The geography of the New England Colonies is diverse. Some New England states have rocky soil, hilly landscapes and thick forests, while others have flat land and rich soil. The southern colonies are bordered by the Appalachian Mountains on the west and all of the colonies, with the exception of Pennsylvania, are bordered by the Atlantic Ocean on the east.
The New England Colonies are divided into three regions: New England, the middle colonies and the southern colonies. New England is generally considered to include the states of Connecticut, Maine, Massachusetts, New Hampshire and Rhode Island. This area is not very conducive to farming as it is extremely rocky. In addition, most of the rural areas are covered with forests and woods. The climate of New England is far colder than the other regions and winters tend to last longer.
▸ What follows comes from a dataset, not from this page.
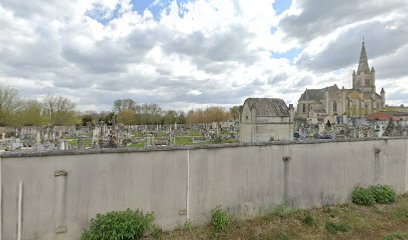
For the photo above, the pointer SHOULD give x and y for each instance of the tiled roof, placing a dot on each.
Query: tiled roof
(268, 107)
The middle colonies include the states of Pennsylvania, New Jersey, Delaware and Maryland. This region has a mix of flat farm lands and thick forests near the border of the Appalachian Mountains. The middle colonies are also notable for having a complex system of rivers, including the Delaware River and the Hudson River. The southern colonies, Virginia, North Carolina, South Carolina and Georgia, are very similar to the middle colonies with regard to geography. However, the southern colonies are closer to the Appalachian Mountain Range and the climate is warmer and drier.